Un restyling generale che non è però piaciuto ai lampedusani che sempre alle nove, in contemporanea agli sgomberi, si sono piazzati sotto il Comune, intimando al sindaco di fermare qualsiasi operazione che potesse modificare la realtà di questi 50 giorni, in cui l’isola è diventata un grande centro d’accoglienza all’aperto senza strutture adeguate, cibo sufficiente, servizi in numero consono alle presenze. Il sindaco ha ceduto, ma il lifting è continuato sui manifesti pro e contro Berlusconi: strappati i primi, garbatamente eclissati i secondi, alcuni dei quali scritti in arabo con parallelismi non lusinghieri con Ben Alì.

 

Alle tredici, ora di arrivo del presidente, tutte le tende rattoppate e miseramente posizionate sulla collina erano vuote: scopriremo più tardi che la strada di accesso alla villa che Berlusconi ha appena comprato sull’isola attraversa quel luogo, dove l’umanità è stata sconfitta. «Motivi di sicurezza», le ragioni ufficiali, «occultamento della verità» per gli isolani.

Hanno riservato un saluto festoso al primo presidente del Consiglio che mette piede sull’isola delle tartarughe, i trecento (pochi, su più di 5 mila) lampedusani intervenuti. Tanti hanno preferito restare al lavoro e chi considerava questa visita tardiva non ha voluto presenziare alla cerimonia.

 

Nessun tunisino ammesso, anche se qualcuno è riuscito ad infiltrarsi tra i mille agenti sbarcati ieri proprio per garantire la sicurezza, eppure in tanti ironizzavano sul fatto di dover sventolare bandiera tunisina e non lampedusana, dati i numeri invertiti tra residenti (5.500) e gli ospiti (6.800). A quale isola stava parlando il presidente? I tunisini in strada chiedevano costantemente a tutti se questa visita avrebbe annunciato il rimpatrio forzato, ma nessuna notizia è stata palesata.

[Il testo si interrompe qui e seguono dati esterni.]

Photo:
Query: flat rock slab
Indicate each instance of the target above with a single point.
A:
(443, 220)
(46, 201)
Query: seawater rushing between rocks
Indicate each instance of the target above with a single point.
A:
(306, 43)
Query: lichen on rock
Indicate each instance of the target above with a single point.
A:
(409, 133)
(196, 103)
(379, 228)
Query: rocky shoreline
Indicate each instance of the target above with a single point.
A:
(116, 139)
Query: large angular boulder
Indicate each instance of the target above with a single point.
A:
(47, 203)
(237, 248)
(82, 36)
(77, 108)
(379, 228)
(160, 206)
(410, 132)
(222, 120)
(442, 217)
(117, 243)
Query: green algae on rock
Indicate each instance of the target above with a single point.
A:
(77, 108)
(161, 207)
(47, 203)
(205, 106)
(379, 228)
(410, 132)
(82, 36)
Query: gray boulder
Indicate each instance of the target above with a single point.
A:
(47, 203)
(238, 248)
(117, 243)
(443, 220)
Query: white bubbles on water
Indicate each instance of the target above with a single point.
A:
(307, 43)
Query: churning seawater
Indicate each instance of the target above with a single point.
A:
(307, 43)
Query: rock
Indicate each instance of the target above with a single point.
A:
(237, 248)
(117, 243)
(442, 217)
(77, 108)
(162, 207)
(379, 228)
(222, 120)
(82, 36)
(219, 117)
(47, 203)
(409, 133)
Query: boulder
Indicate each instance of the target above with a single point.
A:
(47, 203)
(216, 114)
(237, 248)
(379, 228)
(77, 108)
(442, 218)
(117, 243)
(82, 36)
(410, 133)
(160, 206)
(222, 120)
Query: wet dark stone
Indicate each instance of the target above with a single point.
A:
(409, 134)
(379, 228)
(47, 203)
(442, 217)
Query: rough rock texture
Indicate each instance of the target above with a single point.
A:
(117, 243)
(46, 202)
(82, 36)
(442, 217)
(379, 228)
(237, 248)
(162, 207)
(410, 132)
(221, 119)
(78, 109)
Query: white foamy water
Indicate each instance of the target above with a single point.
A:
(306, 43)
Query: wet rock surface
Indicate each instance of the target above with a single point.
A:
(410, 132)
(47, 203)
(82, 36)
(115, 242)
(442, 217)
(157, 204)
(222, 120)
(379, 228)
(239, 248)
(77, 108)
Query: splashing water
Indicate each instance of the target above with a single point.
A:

Gli animi si sono scaldati, man mano che il piano di sgombero e i progetti per Lampedusa venivano proclamati da Berslusconi. Gli applausi scroscianti dei pochi presenti, però, non hanno messo a tacere il sospetto: «Sarà vero? Sono solo parole? Perché così tardi?».

 

C’è bisogno di credere a una svolta, la gente è provata da questa assenza di gestione dello Stato, dai problemi economici pressanti anche per problematiche endemiche dell’isola: costi del gasolio e rifornimento dei pescherecci, strade, elettricità, fognature, scuole, turismo annientato dagli sbarchi.

 

Berlusconi elenca le soluzioni, parla di progetti che hanno avuto l’assenso dei ministri e anche di Tremonti che questi piani dovrà finanziarli. Poi la credibilità comincia a oscillare quando entra in gioco il personale: l’annuncio dell’acquisto di una villa per «essere lampedusano e capire i problemi dell’isola». Alcuni salutano l’annuncio con un’ovazione, per altri invece è motivo di scandalo: «In due ore lui ha comprato una villa di un milione e mezzo di euro, io ho impiegato vent’anni per aprirmi un negozio tutto mio», mormora una commerciante. E i mormorii crescono sul piano immigrazione, concordato con la Tunisia. Berlusconi ha parlato di piani commerciali e di sviluppo in loco, ma poi ha detto di «aver comprato dei pescherecci per impedire lo sbarco, così quando andrò in pensione mi darò alla pesca e vi farò concorrenza». Il discorso non è certo piaciuto a Giovanni, che sa quanto costa un peschereccio e quanto si fatica in barca.

 

Infine la proposta del Nobel per la pace. «Ma siamo sicuri?», hanno ribadito alcuni assessori che preferiscono l’anonimato. Forse ai lampedusani sarebbe bastato un grazie e questo purtroppo non è stato palesemente espresso. Forse la prima cosa necessaria all’isola che c’è.